Vu la procédure suivante :
Procédure contentieuse antérieure :
Mme E... A... a demandé au tribunal administratif de Nantes d'annuler la décision du 1er juillet 2019 par laquelle le ministre de l'intérieur a rejeté sa demande de naturalisation.
Par un jugement n° 1909907 du 18 mars 2022, le tribunal administratif de Nantes a rejeté sa demande.
Procédure devant la cour :
Par une requête et un mémoire, enregistrés les 22 juillet 2022 et 7 décembre 2022, Mme A..., représentée par Me Leudet, demande à la cour :
1°) d'annuler ce jugement du tribunal administratif de Nantes ;
2°) d'annuler la décision du 1er juillet 2019 du ministre de l'intérieur ;
3°) d'enjoindre au ministre de l'intérieur et des outre-mer de réexaminer sa demande de naturalisation dans un délai d'un mois, sous astreinte de 50 euros par jour de retard ;
4°) de mettre à la charge de l'État le versement à son conseil de la somme de 2 000 euros sur le fondement des dispositions combinées des articles L. 761-1 du code de justice administrative et 37 de la loi du 10 juillet 1991.
Elle soutient que :
- la décision contestée n'a pas été prise au terme d'un examen personnalisé de sa situation, en méconnaissance de la circulaire du 27 juillet 2010 relative à la déconcentration de la procédure d'acquisition de la nationalité française par décision de l'autorité publique ;
- elle est entachée d'erreur manifeste d'appréciation de ses attaches familiales en France.
Par un mémoire en défense, enregistré le 16 septembre 2022, le ministre de l'intérieur et des outre-mer conclut au rejet de la requête.
Il soutient que les moyens invoqués ne sont pas fondés.
Mme A... a été admise au bénéfice de l'aide juridictionnelle partielle à hauteur de 55 % par décision du 30 mai 2022.
Vu les autres pièces du dossier.
Vu :
- le code civil ;
- la loi n° 91-647 du 10 juillet 1991 ;
- le décret n° 93-1362 du 30 décembre 1993 ;
- le décret n° 2020-1717 du 28 décembre 2020 ;
- le code de justice administrative.
La présidente de la formation de jugement a dispensé le rapporteur public, sur sa proposition, de prononcer des conclusions à l'audience.
Les parties ont été régulièrement averties du jour de l'audience.
Ont été entendus au cours de l'audience publique :
- le rapport de M. Mas,
- et les observations de Me Leudet, représentant Mme A....
Considérant ce qui suit :
1. Mme A..., ressortissante guinéenne, a sollicité sa naturalisation.
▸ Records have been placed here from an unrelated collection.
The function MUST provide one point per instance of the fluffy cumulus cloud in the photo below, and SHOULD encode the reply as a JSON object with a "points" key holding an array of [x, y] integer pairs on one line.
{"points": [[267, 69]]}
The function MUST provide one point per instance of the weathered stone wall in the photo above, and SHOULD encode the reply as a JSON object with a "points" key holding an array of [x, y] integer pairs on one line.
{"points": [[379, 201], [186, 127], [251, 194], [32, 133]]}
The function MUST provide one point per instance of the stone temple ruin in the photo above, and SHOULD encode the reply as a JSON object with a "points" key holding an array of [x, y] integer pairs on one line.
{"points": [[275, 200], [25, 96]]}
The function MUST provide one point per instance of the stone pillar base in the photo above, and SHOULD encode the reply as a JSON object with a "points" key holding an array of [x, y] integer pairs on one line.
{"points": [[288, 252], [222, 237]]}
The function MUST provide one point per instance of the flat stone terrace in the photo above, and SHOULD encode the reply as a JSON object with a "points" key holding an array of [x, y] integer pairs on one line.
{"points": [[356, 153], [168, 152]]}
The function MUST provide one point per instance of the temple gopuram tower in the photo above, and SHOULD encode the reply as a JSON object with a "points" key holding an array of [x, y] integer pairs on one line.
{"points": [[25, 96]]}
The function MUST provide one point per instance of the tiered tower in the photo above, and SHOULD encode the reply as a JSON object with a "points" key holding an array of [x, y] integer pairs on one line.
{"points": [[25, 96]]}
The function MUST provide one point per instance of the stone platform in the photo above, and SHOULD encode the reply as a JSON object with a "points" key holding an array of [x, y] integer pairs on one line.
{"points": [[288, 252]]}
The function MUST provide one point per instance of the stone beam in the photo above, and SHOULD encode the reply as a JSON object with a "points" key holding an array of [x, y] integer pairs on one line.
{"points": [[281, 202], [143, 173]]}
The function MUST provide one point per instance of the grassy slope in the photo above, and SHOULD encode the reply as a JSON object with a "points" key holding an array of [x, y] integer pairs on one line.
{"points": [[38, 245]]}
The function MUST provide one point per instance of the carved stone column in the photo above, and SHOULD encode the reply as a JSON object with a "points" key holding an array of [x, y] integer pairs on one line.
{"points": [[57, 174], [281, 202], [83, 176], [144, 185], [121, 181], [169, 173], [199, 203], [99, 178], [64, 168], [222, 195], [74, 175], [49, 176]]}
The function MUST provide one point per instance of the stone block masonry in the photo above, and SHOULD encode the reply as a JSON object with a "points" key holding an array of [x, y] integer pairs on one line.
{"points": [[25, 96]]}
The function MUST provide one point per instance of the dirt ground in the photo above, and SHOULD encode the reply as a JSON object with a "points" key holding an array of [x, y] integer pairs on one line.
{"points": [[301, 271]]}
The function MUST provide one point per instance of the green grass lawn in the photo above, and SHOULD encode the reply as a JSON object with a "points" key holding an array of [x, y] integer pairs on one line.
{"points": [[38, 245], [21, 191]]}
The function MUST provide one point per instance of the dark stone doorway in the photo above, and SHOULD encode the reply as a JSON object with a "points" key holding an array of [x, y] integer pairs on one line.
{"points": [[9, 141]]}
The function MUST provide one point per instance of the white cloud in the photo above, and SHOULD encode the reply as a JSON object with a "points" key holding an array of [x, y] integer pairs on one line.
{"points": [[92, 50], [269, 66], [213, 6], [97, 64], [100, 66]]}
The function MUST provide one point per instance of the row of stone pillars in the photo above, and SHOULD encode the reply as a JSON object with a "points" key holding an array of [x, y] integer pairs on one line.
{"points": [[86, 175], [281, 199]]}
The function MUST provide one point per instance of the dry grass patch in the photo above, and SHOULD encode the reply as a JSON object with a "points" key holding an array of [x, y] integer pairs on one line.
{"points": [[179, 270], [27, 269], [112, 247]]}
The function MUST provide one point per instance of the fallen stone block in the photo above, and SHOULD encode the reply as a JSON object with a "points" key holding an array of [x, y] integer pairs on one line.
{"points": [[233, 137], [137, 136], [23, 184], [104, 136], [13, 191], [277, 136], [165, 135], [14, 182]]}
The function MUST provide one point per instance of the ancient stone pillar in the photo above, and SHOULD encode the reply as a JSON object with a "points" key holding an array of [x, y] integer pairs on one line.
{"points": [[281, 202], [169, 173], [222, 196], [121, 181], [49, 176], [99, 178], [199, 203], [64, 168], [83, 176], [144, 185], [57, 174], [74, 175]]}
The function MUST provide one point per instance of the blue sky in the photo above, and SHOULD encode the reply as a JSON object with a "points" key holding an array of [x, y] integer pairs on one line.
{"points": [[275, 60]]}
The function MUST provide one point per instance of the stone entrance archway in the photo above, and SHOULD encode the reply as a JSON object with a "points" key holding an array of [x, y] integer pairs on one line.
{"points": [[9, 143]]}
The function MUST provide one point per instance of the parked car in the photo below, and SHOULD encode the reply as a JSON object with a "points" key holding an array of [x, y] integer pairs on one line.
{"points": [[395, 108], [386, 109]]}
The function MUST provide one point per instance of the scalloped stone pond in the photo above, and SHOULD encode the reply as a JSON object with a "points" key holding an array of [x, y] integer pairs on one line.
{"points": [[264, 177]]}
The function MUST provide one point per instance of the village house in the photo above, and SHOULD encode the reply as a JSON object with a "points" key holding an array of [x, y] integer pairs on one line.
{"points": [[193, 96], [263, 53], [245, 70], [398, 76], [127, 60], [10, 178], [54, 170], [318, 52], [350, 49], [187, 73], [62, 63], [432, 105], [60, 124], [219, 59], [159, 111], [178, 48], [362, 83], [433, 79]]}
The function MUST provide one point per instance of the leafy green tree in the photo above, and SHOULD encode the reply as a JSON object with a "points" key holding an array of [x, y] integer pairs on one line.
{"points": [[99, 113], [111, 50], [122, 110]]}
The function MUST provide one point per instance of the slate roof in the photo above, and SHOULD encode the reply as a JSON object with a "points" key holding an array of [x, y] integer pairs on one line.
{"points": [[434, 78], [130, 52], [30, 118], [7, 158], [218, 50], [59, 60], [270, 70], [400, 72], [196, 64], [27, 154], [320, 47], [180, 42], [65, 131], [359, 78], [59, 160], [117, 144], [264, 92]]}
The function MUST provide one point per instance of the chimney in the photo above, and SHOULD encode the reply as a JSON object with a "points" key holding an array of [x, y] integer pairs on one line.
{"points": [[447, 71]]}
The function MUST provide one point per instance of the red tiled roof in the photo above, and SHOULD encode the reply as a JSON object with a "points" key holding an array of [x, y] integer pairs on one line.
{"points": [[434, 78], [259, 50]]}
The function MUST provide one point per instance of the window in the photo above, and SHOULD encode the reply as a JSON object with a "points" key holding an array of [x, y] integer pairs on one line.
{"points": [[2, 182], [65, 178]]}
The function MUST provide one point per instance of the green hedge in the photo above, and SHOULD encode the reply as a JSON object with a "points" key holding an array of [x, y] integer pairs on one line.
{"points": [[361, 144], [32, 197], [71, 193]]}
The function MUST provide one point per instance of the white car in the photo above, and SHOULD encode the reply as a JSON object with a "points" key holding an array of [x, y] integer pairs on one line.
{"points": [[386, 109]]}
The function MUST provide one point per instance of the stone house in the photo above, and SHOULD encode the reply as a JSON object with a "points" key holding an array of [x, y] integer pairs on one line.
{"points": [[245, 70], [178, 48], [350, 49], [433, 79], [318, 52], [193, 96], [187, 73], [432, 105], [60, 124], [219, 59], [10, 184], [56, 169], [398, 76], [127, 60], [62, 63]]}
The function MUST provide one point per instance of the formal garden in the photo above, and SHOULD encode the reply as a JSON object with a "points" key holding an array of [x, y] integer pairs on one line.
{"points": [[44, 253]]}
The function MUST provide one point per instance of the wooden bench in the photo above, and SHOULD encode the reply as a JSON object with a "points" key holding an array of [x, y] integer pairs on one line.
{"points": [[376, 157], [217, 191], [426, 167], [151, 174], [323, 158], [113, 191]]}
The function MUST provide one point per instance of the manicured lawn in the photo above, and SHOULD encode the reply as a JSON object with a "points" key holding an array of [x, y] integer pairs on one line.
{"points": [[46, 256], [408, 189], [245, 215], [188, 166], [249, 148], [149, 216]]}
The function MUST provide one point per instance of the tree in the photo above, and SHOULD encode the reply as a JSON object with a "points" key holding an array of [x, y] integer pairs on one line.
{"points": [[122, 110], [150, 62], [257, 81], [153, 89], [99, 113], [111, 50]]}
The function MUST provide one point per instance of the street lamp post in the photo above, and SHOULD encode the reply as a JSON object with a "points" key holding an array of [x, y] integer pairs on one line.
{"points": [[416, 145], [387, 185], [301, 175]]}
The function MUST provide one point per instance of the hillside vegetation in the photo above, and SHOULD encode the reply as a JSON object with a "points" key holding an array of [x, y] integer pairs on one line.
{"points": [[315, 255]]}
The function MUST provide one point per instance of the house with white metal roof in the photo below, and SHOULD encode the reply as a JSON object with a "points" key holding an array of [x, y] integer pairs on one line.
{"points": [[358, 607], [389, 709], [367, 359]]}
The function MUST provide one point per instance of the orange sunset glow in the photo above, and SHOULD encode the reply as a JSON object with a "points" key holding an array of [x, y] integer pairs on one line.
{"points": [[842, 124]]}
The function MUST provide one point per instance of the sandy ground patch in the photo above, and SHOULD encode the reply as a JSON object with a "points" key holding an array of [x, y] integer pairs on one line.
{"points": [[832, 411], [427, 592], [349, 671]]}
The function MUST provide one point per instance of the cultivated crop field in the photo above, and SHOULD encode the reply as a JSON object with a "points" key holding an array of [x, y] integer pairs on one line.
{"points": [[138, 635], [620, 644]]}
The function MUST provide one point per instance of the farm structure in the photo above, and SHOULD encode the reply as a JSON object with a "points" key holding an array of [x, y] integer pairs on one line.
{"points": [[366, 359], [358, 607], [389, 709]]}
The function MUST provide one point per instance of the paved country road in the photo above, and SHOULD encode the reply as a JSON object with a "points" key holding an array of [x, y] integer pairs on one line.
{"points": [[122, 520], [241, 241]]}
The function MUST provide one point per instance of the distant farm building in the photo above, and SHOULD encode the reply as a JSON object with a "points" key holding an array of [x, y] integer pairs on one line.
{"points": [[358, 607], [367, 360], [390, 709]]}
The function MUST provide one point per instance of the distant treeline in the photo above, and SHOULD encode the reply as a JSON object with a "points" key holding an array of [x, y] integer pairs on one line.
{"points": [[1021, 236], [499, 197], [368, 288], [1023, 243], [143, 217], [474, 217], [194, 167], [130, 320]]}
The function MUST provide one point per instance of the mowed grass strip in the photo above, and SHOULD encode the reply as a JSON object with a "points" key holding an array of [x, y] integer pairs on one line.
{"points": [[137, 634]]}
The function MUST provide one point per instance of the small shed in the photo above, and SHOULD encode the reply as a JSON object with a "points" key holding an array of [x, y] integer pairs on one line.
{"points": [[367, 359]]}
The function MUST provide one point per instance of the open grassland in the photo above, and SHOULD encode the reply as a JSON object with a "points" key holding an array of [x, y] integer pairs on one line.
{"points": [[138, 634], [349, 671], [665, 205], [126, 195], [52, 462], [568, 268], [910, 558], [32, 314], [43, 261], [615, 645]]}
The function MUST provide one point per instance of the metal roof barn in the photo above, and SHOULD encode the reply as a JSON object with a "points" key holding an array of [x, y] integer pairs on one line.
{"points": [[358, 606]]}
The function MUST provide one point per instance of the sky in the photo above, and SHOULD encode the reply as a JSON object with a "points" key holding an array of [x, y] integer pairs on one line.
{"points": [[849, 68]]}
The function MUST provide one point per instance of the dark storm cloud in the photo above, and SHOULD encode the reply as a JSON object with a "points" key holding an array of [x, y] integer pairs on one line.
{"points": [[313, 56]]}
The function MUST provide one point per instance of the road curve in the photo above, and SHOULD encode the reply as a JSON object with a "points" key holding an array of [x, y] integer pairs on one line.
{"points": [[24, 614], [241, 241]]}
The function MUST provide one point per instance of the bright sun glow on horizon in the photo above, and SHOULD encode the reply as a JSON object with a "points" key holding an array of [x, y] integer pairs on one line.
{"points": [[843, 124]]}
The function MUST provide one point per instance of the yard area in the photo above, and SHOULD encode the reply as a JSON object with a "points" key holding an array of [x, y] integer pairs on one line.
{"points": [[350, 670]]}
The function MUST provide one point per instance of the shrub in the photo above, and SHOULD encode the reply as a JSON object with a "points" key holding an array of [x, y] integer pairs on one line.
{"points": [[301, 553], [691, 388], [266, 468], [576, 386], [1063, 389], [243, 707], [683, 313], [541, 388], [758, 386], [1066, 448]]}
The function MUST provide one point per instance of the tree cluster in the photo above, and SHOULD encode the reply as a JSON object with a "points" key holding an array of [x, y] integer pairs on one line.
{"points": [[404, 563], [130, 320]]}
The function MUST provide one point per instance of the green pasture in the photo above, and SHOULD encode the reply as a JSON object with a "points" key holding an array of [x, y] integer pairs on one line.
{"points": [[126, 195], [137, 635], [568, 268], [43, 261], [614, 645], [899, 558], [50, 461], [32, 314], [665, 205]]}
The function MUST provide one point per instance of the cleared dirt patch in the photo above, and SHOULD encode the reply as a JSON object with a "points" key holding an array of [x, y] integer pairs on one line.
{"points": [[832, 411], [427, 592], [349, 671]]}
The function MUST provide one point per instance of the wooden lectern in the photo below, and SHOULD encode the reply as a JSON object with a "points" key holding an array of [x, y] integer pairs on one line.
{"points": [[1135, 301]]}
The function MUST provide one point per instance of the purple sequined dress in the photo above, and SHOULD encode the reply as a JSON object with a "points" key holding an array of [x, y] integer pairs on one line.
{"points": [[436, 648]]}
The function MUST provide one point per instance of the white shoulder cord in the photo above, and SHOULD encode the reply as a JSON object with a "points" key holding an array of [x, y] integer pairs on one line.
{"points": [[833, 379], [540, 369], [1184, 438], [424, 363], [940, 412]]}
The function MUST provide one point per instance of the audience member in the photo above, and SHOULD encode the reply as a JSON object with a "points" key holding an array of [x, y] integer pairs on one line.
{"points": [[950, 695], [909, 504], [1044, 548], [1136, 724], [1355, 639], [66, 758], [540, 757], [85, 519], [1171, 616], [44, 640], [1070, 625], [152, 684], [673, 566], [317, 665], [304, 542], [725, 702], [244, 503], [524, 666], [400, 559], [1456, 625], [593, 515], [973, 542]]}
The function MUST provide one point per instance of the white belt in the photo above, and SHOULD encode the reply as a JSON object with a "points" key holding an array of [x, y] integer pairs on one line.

Par une décision du 4 décembre 2018, cette demande a été rejetée comme irrecevable par le préfet de la Seine-Saint-Denis. Par une décision du 1er juillet 2019, le ministre de l'intérieur a rejeté le recours hiérarchique formé par Mme A... à l'encontre de cette décision, en substituant une décision de rejet à la décision d'irrecevabilité prise par le préfet de la Seine-Saint-Denis. Mme A... relève appel du jugement du 18 mars 2022 par lequel le tribunal administratif de Nantes a rejeté sa demande tendant à l'annulation de cette dernière décision.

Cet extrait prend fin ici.